Federal Spending & The Budget

Despite Abuses, Legal Services Survives

The Legal Services Corporation was created in 1974 to help low-income families with legal problems. But the agency has a history of turning away poor clients with valid legal needs in favor of concentrating on left-wing political projects, critics say.

Kenneth F. Boehm, a former counsel to the LSC board, has compiled a list of the organization's abuses. Here are a few examples:

  • A Massachusetts LSC affiliate sued to have a lottery winner who had spent his $75,000 in winnings on drugs and gambling reinstated to welfare rolls.

  • An affiliate in Buffalo, N.Y., sued in 1996 to help a man collect disability -- even though a judge had found that his only disability was laziness.
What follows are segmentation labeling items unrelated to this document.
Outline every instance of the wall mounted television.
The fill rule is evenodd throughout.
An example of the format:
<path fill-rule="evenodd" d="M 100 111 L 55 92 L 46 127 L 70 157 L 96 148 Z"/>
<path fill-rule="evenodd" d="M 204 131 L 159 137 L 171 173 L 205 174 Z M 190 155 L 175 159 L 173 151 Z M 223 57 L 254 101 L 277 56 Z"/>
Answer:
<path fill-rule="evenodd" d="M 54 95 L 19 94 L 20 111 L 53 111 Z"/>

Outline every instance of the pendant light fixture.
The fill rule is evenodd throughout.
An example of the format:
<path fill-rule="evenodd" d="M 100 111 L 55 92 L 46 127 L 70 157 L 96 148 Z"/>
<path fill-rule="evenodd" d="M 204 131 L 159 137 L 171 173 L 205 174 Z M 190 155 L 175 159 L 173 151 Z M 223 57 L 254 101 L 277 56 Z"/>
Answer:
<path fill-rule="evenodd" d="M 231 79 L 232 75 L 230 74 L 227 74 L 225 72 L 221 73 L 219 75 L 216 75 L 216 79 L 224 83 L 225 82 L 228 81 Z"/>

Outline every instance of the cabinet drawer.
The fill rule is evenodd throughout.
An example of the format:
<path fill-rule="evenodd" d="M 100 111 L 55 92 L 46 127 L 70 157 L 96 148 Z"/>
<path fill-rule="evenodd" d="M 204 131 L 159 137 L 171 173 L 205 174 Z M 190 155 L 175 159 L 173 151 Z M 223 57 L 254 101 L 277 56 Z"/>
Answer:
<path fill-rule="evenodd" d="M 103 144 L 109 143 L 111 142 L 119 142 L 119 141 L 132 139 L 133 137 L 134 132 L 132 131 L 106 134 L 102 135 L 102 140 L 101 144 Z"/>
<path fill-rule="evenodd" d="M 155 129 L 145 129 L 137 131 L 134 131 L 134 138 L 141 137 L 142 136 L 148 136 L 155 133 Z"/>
  • An LSC grantee successfully sued the Social Security Administration to make it pay benefits to substance abusers -- resulting in a $1.4 billion a year pay-out to 250,000 drug addicts and alcoholics.

Although a House subcommittee has recommended that the LSC budget be cut from $283 million to $141 million, the Senate last week voted to boost it to $300 million.

Experts say poor people in need of legal representation aren't suffering. Lawyers throughout the nation donated pro bono hours valued at $3.3 billion to the poor in 1995. That effort dwarfs the LSC budget for that year of $400 million.